Year 5 pupil Zac Morey lost his vision in his left eye less than a week after testing positive for Covid-19.
His eye completely closed up during the terrifying ordeal after he was diagnosed with orbital cellulitis – a skin infection that some scientists have linked to the virus.
Zac was placed on an IV drip at Bristol Royal Hospital for children after his eye became severely swollen.
He has since fully recovered, but his family have issued a warning over the unusual symptom.
Mum Angela, 37, said: ‘His eye looked like it was going to explode. There was no way he could open it without pulling the skin. It was swollen beyond anything I’ve ever seen.’
Zac’s eye problem started after he tested positive for Covid along with his mother and four siblings on December 16.
The pupil, from Bristol, suffered cold-like symptoms and spent his self-isolation period playing computer games at home.
But on December 22 – when he twice tested negative for Covid and his mild symptoms had gone – he developed pain in his left eye.
Angela, a local councillor and mum-of-five, said: ‘I thought it just been on the computer for seven days solid so didn’t think anything of it.
‘But by Christmas Eve it was not good at all. We took him to hospital and he was put on an antibiotic drip until Boxing Day.
‘They said if it goes too far into the eye then it can cause blindness. The doctors said it was an allergic reaction to the virus that affects children.’
Zac was discharged from hospital on Boxing Day after undergoing an eye test that confirmed his vision had fully recovered.
The World Health Organisation lists red and irritated eyes as an uncommon side effect of Covid-19, while various studies have linked orbital cellulitis and coronavirus.

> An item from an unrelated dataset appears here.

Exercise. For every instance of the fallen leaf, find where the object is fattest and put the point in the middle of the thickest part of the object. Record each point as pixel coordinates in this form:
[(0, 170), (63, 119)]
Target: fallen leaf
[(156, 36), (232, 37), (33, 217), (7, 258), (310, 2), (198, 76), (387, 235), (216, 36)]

A study earlier this year on eye-related Covid symptoms found: ‘Patients infected with SARS-CoV-2 can present with acute conjunctivitis symptoms, including eye redness, ocular irritation, eye soreness, foreign body sensation, tearing, mucoid discharge, eyelid swelling, congestion and chemosis.’
On its website, Specsavers advises: ‘Coronavirus can cause conjunctivitis, however it’s quite rare — occurring in about 1-3 per cent of affected people and is on the less frequent symptoms list by the World Health Organisation.
‘Conjunctivitis associated with Covid-19 tends to occur in the later stages of the disease, alongside more common symptoms such as a continuous cough and fever.’